In Aim1, we propose to generate mice carrying NMDAR1-Luc2 fusion gene using CRISPR to conduct longitudinal in vivo bioluminescence live imaging (BLI) of NMDAR1 proteins in mouse brain. We expect that NMDAR1-Luc2 proteins will be preferentially reduced in prefrontal cortex by chronic influx of anti-NMDAR1 autoantibodies in mice carrying low titers of anti-NMDAR1 autoantibodies.

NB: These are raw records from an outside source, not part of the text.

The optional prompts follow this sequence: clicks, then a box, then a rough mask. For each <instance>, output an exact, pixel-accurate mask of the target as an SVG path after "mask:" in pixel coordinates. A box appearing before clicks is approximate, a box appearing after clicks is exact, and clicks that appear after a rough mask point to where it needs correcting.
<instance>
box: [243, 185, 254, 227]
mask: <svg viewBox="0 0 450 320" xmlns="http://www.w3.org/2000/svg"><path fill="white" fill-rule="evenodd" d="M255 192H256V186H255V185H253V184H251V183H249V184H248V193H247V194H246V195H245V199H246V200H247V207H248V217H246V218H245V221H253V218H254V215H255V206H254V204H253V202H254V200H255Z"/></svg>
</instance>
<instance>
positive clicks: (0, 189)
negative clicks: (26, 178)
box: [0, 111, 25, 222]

In Aim2, we will investigate whether systemic inflammation and neuroinflammation may exacerbate existing mild NMDAR1 autoimmunity to develop anti-NMDAR1 encephalitis-like phenotypes. Success of Aim1 will establish a potential mechanistic link between chronic low titers of anti-NMDAR1 autoantibodies that are common in human population and prefrontal cortex in the pathogenesis of a variety of psychiatric disorders. Success of Aim2 will provide evidence supporting that anti-NMDAR1 autoimmunity may be a spectrum of disorders from mild psychiatric disorders to severe anti-NMDAR1 encephalitis.

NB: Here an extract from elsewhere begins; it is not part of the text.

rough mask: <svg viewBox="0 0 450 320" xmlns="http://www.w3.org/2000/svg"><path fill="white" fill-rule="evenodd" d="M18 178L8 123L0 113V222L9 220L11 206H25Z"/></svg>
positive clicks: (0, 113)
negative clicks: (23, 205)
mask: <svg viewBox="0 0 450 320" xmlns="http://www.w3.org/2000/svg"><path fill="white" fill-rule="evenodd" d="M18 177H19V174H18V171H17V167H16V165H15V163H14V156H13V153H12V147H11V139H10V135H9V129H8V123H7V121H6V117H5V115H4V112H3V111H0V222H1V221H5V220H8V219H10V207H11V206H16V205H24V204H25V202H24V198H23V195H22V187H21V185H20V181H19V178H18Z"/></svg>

About 5-10% of the general human population have low titers of anti-NMDAR1 autoantibodies in their blood, however, long-term effects of these autoantibodies on mental health are unknown. We found that chronic low titers of blood anti-NMDAR1 autoantibodies preferentially impair prefrontal cortical functions in mice, indicating that low titers of human blood anti-NMDAR1 autoantibodies may act as risk factors for the pathogenesis of psychiatric disorders where prefrontal cortex plays a central role. This application aims to investigate how chronic low titers of anti-NMDAR1 autoantibodies may disrupt prefrontal functions and interact with systemic inflammation and neuroinflammation to generate a spectrum of NMDAR1 autoimmunity disorders.